RDs are meant for customers who do not have a lump sum amount of money at their disposal.
Normally, such deposits earn interest on the amount already deposited (in the form of monthly installments) which are conventionally higher than savings accounts.
4. Fixed Deposit Accounts-Fixed deposits
are one of the safest investment instruments offered by banks. Fixed deposits are meant for customers that have a lump-sum of idle/extra cash that they wouldn’t mind locking-in for the term period, usually ranging from 1 year to 10 years.
Depending on the lump-sum amount deposited, the duration of the tenure, and the type of bank, Fixed Deposits earn an interest rate which is conventionally higher than that of savings accounts.
In the case of Fixed Deposits, the principal amount remains untouched, proving to be a very safe investment scheme.
5. Salary Accounts-
Salary accounts are on the behalf of employees of corporate institutions and businesses, to credit salaries to employees monthly/ at regular intervals as agreed upon. Salary accounts are usually zero balance accounts, conventionally offering free limitless transactions across ATMs of all banks.
However, these types of accounts don’t attract any interest from the banks. Instead, banks extend a variety of offers like cash backs and discounts on purchases through the debit card/ credit card linked to the salary account.
6. Non-Resident Indian (NRI) account-
This is the type of account that Non-Resident Indians(NRIs) can open in an Indian bank branch. In India, there are 3 types of NRI Accounts-
- Non-Resident External Account (NRE) Account- The type of account opened by NRIs to deposit their foreign earnings, i.e income earned outside India. NRE accounts are exempt from tax and accumulate interest. The amount deposited is in rupee denomination and NRE accounts facilitate savings, current and fixed deposit accounts.

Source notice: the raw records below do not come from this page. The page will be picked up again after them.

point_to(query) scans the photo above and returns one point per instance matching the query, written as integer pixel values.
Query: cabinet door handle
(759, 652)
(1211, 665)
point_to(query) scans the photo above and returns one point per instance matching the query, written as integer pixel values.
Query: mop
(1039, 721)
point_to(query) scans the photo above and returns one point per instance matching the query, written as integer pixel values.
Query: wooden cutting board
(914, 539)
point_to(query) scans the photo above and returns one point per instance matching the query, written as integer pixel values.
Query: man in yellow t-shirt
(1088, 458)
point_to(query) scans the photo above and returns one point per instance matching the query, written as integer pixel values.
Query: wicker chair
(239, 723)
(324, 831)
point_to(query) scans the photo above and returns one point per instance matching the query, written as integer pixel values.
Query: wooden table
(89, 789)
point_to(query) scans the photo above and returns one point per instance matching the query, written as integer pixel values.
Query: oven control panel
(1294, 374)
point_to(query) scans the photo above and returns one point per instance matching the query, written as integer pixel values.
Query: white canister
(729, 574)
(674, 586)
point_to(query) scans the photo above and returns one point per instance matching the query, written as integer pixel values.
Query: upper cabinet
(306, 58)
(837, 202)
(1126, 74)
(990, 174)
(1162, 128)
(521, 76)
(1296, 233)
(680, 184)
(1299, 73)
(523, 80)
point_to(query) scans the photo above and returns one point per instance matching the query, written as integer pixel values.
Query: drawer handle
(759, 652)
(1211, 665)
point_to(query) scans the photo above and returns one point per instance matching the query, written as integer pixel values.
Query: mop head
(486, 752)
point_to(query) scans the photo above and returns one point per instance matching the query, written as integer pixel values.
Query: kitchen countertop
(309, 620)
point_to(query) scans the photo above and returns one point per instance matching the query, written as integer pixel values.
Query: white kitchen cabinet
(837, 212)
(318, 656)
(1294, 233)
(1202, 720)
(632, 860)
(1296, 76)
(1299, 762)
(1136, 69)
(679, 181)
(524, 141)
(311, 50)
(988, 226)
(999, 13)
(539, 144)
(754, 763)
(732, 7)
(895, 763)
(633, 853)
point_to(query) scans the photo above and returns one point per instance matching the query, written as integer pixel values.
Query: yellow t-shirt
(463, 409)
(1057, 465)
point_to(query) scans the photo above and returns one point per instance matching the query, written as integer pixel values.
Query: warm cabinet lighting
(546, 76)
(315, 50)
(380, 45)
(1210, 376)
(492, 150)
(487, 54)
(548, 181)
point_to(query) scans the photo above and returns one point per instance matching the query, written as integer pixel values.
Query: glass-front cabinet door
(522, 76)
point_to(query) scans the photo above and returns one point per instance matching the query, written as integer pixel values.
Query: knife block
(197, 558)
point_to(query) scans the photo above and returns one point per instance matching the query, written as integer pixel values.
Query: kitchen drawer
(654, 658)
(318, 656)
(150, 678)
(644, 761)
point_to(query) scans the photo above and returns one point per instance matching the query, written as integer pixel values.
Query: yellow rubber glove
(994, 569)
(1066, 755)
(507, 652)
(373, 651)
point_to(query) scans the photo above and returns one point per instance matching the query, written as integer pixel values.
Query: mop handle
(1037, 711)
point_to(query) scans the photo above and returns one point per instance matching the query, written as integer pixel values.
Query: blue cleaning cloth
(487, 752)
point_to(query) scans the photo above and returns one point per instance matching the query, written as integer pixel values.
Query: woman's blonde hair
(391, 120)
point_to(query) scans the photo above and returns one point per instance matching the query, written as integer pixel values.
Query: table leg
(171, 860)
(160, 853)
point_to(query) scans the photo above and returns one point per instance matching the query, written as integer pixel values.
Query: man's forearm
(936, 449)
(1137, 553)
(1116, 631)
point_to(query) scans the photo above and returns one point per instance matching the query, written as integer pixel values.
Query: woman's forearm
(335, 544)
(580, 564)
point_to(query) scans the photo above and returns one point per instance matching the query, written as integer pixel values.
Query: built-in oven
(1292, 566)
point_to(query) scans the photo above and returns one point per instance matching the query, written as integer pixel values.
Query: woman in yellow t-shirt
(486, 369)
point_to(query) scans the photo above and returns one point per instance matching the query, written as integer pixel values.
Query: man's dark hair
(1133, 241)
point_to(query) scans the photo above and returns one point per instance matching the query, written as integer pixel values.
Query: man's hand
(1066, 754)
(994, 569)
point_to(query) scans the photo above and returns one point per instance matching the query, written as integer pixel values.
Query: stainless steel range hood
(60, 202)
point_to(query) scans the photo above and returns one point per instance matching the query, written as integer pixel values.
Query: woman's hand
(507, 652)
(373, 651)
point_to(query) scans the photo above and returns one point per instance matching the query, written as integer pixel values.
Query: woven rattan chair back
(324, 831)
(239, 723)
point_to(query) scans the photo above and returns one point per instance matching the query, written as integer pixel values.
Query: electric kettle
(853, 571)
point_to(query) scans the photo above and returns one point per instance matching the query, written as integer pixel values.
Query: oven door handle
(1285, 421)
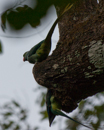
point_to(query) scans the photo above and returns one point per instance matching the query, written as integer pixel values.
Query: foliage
(13, 116)
(90, 112)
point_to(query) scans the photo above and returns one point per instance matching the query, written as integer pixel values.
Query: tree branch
(75, 70)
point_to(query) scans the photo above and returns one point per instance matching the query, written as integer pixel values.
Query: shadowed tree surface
(75, 69)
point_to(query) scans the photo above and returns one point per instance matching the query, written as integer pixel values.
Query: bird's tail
(62, 114)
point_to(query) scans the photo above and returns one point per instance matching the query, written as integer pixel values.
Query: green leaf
(44, 115)
(8, 114)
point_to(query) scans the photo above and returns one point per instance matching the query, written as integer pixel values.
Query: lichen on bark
(75, 70)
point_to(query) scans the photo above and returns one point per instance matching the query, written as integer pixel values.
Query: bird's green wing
(58, 112)
(51, 116)
(35, 48)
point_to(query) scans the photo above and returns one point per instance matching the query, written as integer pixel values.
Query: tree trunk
(75, 70)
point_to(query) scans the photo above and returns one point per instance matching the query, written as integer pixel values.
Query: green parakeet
(54, 109)
(41, 51)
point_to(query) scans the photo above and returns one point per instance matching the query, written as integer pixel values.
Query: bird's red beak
(23, 59)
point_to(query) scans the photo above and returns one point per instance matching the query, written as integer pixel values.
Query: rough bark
(75, 70)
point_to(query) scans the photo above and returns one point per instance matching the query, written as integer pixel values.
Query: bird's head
(25, 55)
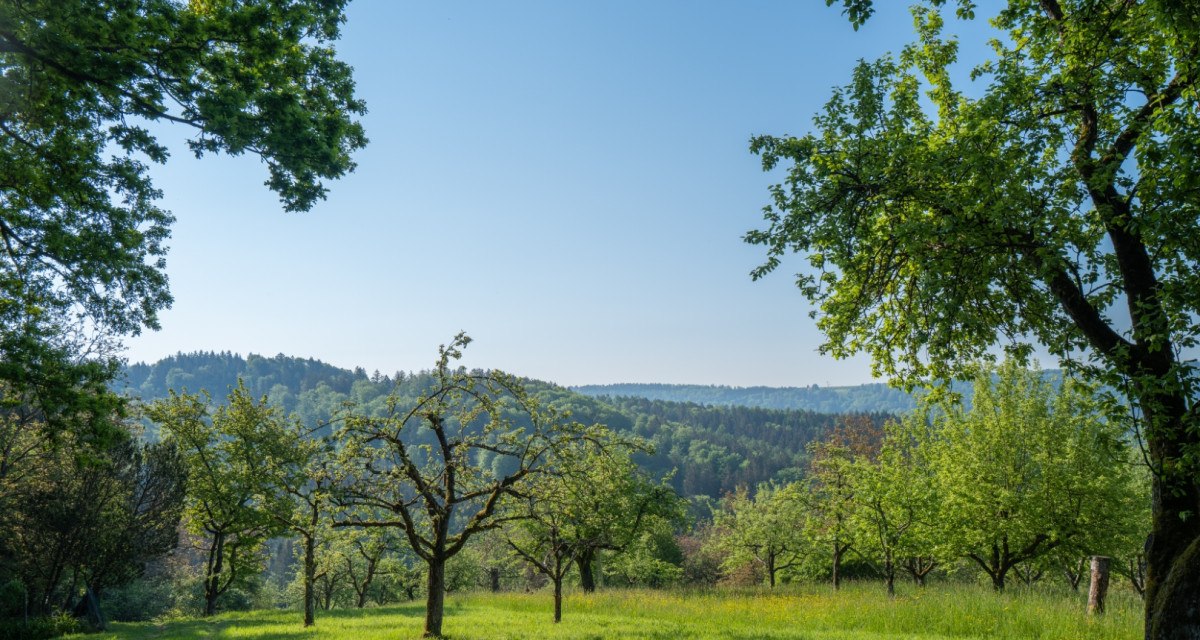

- Non-Resident Ordinary Account (NRO) Account- The type of account opened by NRIs to deposit their income earned in India. NRO accounts accumulate interest and are taxable, in-line with the Tax Act of 1961. The amount deposited is in rupee denomination and NRO accounts facilitate savings, current and fixed deposit accounts.
- Foreign Currency Non-Resident Account (FCNR)- NRIs deposit a sum of money in the currency of their country of residence, allowing one to save money earned overseas in any one of the foreign currencies approved by RBI. Most banks allow FCNR deposits in the following currencies as approved by RBI- US Dollars, Pounds Sterling, Euro, Japanese Yen, Australian Dollars, and Canadian Dollars. For NRIs, FCNR is a top-notch investment as it accrues an interest and helps mitigate the risk of exchange rate fluctuations.